Peggy Sue Evers, 52, was supposed to go to a mental hearing Sept. 18, but didn't show up. Her $10,000 bond was revoked and an arrest warrant was issued.

Ever's lawyer, James Hensley, said she was in New Mexico when she missed the scheduled appearance.

"She doesn`t have much money and was having some trouble getting here and there was some miscommunication," Hensley said.

David Bercaw with the Washington County Prosecutor's Office said that Evers will not receive a charge for missing the mental hearing.

Hensley is working to get Evers a new bond set so that she can be released from the Washington County Detention Center.

She now is set to appear before Circuit Judge Mark Lindsay on Nov. 21 on a previous felony charge of theft by deception, court officials said.

In June, Evers was arrested and, at her arraignment days later, pleaded not guilty to a felony charge of abuse of an endangered or impaired person. That charge was later changed to theft by deception, Bercaw said.

She was ordered by the Washington County Circuit Court to undergo a mental evaluation in the case after her lawyers said they would use mental disease or defect as a defense, according to court documents.
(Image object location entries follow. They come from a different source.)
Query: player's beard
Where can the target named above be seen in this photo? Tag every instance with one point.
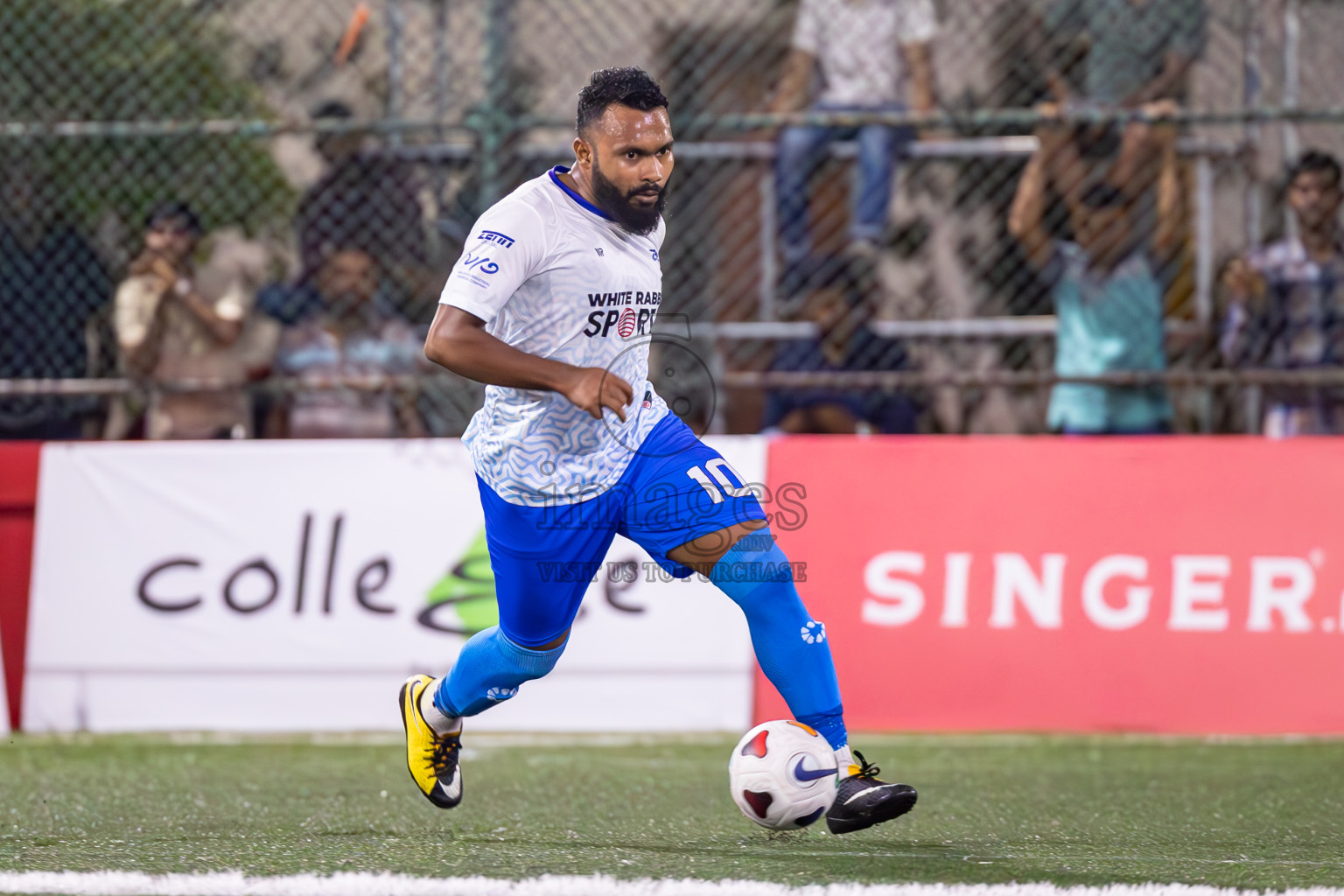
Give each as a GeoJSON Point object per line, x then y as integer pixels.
{"type": "Point", "coordinates": [637, 220]}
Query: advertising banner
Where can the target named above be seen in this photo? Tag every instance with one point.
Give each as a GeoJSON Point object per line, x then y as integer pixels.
{"type": "Point", "coordinates": [1073, 584]}
{"type": "Point", "coordinates": [4, 702]}
{"type": "Point", "coordinates": [290, 586]}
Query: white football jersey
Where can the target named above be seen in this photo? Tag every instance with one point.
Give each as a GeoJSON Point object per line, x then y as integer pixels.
{"type": "Point", "coordinates": [551, 276]}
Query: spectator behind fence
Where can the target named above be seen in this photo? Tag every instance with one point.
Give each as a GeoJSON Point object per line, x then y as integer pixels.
{"type": "Point", "coordinates": [1286, 304]}
{"type": "Point", "coordinates": [366, 200]}
{"type": "Point", "coordinates": [50, 284]}
{"type": "Point", "coordinates": [178, 326]}
{"type": "Point", "coordinates": [1138, 52]}
{"type": "Point", "coordinates": [867, 52]}
{"type": "Point", "coordinates": [836, 300]}
{"type": "Point", "coordinates": [353, 336]}
{"type": "Point", "coordinates": [1108, 296]}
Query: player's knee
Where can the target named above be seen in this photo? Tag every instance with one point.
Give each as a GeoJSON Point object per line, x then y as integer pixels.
{"type": "Point", "coordinates": [752, 564]}
{"type": "Point", "coordinates": [534, 662]}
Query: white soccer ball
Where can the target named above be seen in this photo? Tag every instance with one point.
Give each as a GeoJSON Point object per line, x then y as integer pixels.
{"type": "Point", "coordinates": [782, 775]}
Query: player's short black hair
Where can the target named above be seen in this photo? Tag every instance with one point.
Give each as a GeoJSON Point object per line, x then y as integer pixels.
{"type": "Point", "coordinates": [1102, 196]}
{"type": "Point", "coordinates": [1314, 161]}
{"type": "Point", "coordinates": [173, 210]}
{"type": "Point", "coordinates": [634, 88]}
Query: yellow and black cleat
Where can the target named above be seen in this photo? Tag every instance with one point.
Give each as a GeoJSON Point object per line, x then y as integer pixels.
{"type": "Point", "coordinates": [430, 757]}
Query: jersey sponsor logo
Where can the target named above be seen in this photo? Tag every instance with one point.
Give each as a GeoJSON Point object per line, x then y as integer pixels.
{"type": "Point", "coordinates": [629, 321]}
{"type": "Point", "coordinates": [479, 263]}
{"type": "Point", "coordinates": [495, 236]}
{"type": "Point", "coordinates": [626, 323]}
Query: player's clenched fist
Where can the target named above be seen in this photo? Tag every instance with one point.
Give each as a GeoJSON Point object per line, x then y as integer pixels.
{"type": "Point", "coordinates": [594, 388]}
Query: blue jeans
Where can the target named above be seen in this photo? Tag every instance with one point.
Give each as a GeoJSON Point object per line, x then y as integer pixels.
{"type": "Point", "coordinates": [802, 150]}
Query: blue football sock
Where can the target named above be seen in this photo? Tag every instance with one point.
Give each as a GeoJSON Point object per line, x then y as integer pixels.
{"type": "Point", "coordinates": [789, 644]}
{"type": "Point", "coordinates": [489, 670]}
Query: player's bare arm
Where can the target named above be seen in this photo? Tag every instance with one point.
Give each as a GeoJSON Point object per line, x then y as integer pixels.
{"type": "Point", "coordinates": [458, 341]}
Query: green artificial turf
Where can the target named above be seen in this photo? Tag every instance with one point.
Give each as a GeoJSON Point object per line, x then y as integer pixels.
{"type": "Point", "coordinates": [1071, 810]}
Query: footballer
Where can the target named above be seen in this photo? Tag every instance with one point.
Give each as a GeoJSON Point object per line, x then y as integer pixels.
{"type": "Point", "coordinates": [551, 306]}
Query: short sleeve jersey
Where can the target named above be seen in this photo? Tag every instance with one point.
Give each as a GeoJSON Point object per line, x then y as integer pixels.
{"type": "Point", "coordinates": [551, 276]}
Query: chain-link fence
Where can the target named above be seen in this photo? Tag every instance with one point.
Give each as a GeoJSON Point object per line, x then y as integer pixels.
{"type": "Point", "coordinates": [831, 265]}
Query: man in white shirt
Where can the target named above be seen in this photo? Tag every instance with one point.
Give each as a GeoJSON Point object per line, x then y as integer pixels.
{"type": "Point", "coordinates": [551, 305]}
{"type": "Point", "coordinates": [872, 55]}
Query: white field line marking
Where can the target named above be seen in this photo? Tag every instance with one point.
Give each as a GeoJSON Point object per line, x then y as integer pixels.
{"type": "Point", "coordinates": [115, 883]}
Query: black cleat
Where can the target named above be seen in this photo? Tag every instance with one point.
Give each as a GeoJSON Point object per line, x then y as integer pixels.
{"type": "Point", "coordinates": [863, 800]}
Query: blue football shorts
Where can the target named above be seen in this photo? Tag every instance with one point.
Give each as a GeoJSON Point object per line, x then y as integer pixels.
{"type": "Point", "coordinates": [674, 491]}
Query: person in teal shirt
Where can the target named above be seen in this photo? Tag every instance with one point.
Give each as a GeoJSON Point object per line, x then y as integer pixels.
{"type": "Point", "coordinates": [1108, 294]}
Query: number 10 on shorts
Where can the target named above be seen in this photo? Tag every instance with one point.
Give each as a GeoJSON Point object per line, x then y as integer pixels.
{"type": "Point", "coordinates": [715, 469]}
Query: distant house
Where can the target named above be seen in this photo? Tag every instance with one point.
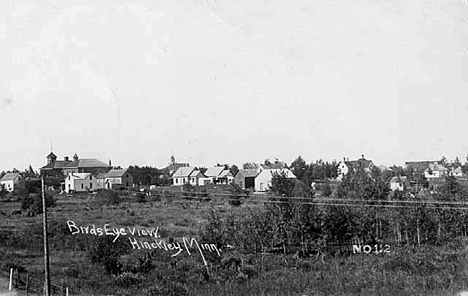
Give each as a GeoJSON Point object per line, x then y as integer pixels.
{"type": "Point", "coordinates": [345, 166]}
{"type": "Point", "coordinates": [10, 181]}
{"type": "Point", "coordinates": [80, 182]}
{"type": "Point", "coordinates": [219, 175]}
{"type": "Point", "coordinates": [435, 171]}
{"type": "Point", "coordinates": [457, 173]}
{"type": "Point", "coordinates": [118, 179]}
{"type": "Point", "coordinates": [264, 178]}
{"type": "Point", "coordinates": [101, 181]}
{"type": "Point", "coordinates": [188, 175]}
{"type": "Point", "coordinates": [421, 166]}
{"type": "Point", "coordinates": [77, 165]}
{"type": "Point", "coordinates": [399, 183]}
{"type": "Point", "coordinates": [246, 178]}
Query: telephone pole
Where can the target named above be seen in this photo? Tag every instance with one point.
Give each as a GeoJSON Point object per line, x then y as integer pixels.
{"type": "Point", "coordinates": [46, 243]}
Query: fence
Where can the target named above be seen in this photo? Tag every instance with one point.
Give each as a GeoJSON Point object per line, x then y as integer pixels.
{"type": "Point", "coordinates": [22, 281]}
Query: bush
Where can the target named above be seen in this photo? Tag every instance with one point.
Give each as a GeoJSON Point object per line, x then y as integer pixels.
{"type": "Point", "coordinates": [33, 202]}
{"type": "Point", "coordinates": [108, 253]}
{"type": "Point", "coordinates": [108, 197]}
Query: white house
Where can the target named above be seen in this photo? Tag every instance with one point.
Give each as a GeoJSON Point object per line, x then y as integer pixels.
{"type": "Point", "coordinates": [188, 175]}
{"type": "Point", "coordinates": [264, 178]}
{"type": "Point", "coordinates": [80, 182]}
{"type": "Point", "coordinates": [399, 183]}
{"type": "Point", "coordinates": [435, 170]}
{"type": "Point", "coordinates": [219, 175]}
{"type": "Point", "coordinates": [10, 180]}
{"type": "Point", "coordinates": [345, 166]}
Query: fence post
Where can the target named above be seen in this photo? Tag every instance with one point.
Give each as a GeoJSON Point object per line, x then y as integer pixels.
{"type": "Point", "coordinates": [11, 280]}
{"type": "Point", "coordinates": [27, 284]}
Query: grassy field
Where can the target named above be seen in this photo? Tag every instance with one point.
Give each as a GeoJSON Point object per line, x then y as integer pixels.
{"type": "Point", "coordinates": [403, 271]}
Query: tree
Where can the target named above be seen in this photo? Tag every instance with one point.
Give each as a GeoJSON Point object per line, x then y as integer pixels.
{"type": "Point", "coordinates": [250, 165]}
{"type": "Point", "coordinates": [234, 169]}
{"type": "Point", "coordinates": [299, 168]}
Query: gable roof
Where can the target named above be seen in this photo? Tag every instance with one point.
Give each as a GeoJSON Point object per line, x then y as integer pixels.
{"type": "Point", "coordinates": [10, 177]}
{"type": "Point", "coordinates": [116, 173]}
{"type": "Point", "coordinates": [289, 174]}
{"type": "Point", "coordinates": [214, 171]}
{"type": "Point", "coordinates": [80, 176]}
{"type": "Point", "coordinates": [183, 172]}
{"type": "Point", "coordinates": [360, 163]}
{"type": "Point", "coordinates": [80, 163]}
{"type": "Point", "coordinates": [272, 166]}
{"type": "Point", "coordinates": [249, 173]}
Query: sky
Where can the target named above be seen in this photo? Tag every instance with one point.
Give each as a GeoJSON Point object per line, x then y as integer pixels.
{"type": "Point", "coordinates": [216, 81]}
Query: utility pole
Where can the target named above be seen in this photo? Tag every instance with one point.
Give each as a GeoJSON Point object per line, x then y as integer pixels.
{"type": "Point", "coordinates": [46, 243]}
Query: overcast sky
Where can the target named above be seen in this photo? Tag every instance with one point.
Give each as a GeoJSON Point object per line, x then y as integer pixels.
{"type": "Point", "coordinates": [233, 81]}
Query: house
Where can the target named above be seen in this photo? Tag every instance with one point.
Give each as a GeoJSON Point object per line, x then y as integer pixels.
{"type": "Point", "coordinates": [10, 181]}
{"type": "Point", "coordinates": [457, 173]}
{"type": "Point", "coordinates": [264, 178]}
{"type": "Point", "coordinates": [77, 165]}
{"type": "Point", "coordinates": [118, 179]}
{"type": "Point", "coordinates": [101, 181]}
{"type": "Point", "coordinates": [246, 178]}
{"type": "Point", "coordinates": [399, 183]}
{"type": "Point", "coordinates": [436, 170]}
{"type": "Point", "coordinates": [188, 175]}
{"type": "Point", "coordinates": [80, 182]}
{"type": "Point", "coordinates": [219, 175]}
{"type": "Point", "coordinates": [421, 166]}
{"type": "Point", "coordinates": [345, 166]}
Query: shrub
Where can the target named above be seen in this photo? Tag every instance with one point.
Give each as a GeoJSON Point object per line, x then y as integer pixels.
{"type": "Point", "coordinates": [108, 197]}
{"type": "Point", "coordinates": [33, 202]}
{"type": "Point", "coordinates": [108, 253]}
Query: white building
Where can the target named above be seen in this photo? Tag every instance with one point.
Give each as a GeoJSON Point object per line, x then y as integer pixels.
{"type": "Point", "coordinates": [264, 178]}
{"type": "Point", "coordinates": [188, 175]}
{"type": "Point", "coordinates": [10, 180]}
{"type": "Point", "coordinates": [219, 175]}
{"type": "Point", "coordinates": [436, 171]}
{"type": "Point", "coordinates": [80, 182]}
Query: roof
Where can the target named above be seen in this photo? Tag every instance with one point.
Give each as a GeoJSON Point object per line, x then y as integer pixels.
{"type": "Point", "coordinates": [101, 176]}
{"type": "Point", "coordinates": [249, 173]}
{"type": "Point", "coordinates": [116, 173]}
{"type": "Point", "coordinates": [289, 174]}
{"type": "Point", "coordinates": [398, 179]}
{"type": "Point", "coordinates": [421, 165]}
{"type": "Point", "coordinates": [272, 166]}
{"type": "Point", "coordinates": [183, 172]}
{"type": "Point", "coordinates": [214, 171]}
{"type": "Point", "coordinates": [436, 167]}
{"type": "Point", "coordinates": [225, 173]}
{"type": "Point", "coordinates": [80, 176]}
{"type": "Point", "coordinates": [80, 163]}
{"type": "Point", "coordinates": [51, 155]}
{"type": "Point", "coordinates": [362, 162]}
{"type": "Point", "coordinates": [10, 177]}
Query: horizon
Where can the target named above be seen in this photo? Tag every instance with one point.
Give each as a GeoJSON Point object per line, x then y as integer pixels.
{"type": "Point", "coordinates": [218, 82]}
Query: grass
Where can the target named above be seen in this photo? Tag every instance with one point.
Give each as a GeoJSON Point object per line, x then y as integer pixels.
{"type": "Point", "coordinates": [426, 271]}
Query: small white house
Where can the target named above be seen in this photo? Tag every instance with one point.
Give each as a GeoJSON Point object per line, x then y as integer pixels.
{"type": "Point", "coordinates": [264, 178]}
{"type": "Point", "coordinates": [80, 182]}
{"type": "Point", "coordinates": [10, 180]}
{"type": "Point", "coordinates": [188, 175]}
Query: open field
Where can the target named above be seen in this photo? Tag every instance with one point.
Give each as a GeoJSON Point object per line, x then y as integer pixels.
{"type": "Point", "coordinates": [439, 270]}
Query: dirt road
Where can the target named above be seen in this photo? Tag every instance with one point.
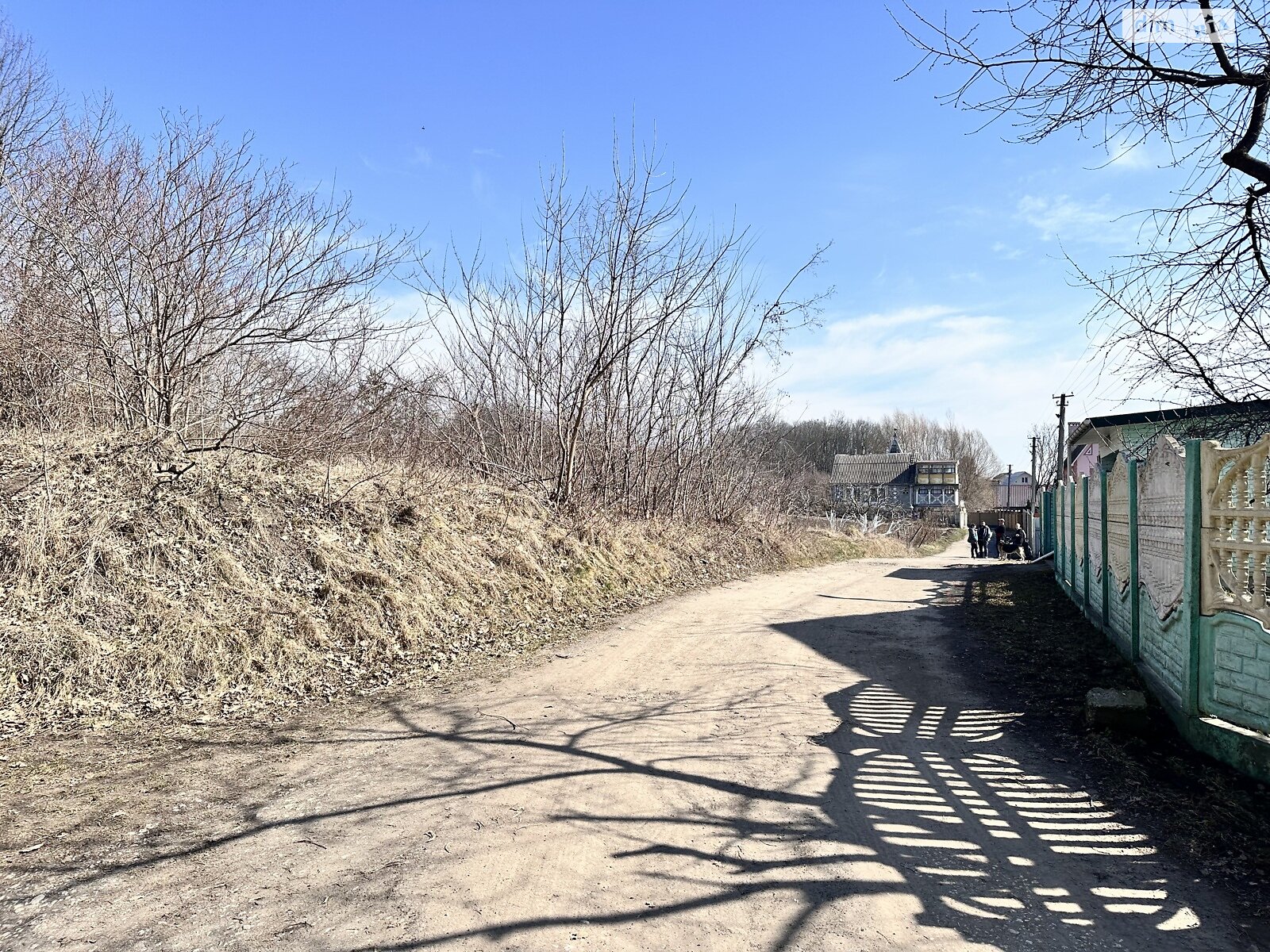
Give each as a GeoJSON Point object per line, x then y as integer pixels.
{"type": "Point", "coordinates": [783, 763]}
Police said Evers convinced a 75-year-old local man she was Krauss. During the time of the alleged crime, the man’s bank account fell from $45,000 to $5,000, and he signed his $245,000 house over to Evers, according to an arrest warrant affidavit in Washington County Circuit Court.

Fayetteville police began investigating Evers in April when First Security Bank officials contacted investigators, concerned because their elderly customer Don Fulton withdrew several thousand dollars within a few months, the affidavit states. Fulton’s son told a detective his father had recently met a woman online who the father believed was Krauss. Fulton had recently married Evers, and the son thought she might be taking financial advantage of him, according to the affidavit.

Fulton later told police he believed Evers was Krauss and that she had changed her name to escape the paparazzi. He also said he signed his home over to Evers so that she could put it in Fulton’s son’s name.

Investigators also found out that Evers had changed Fulton’s will to give her his money in the event of his death, according to the arrest warrant affidavit. Evers gained control of Fulton’s home by alleging merit-less battery accusations against Fulton, police said.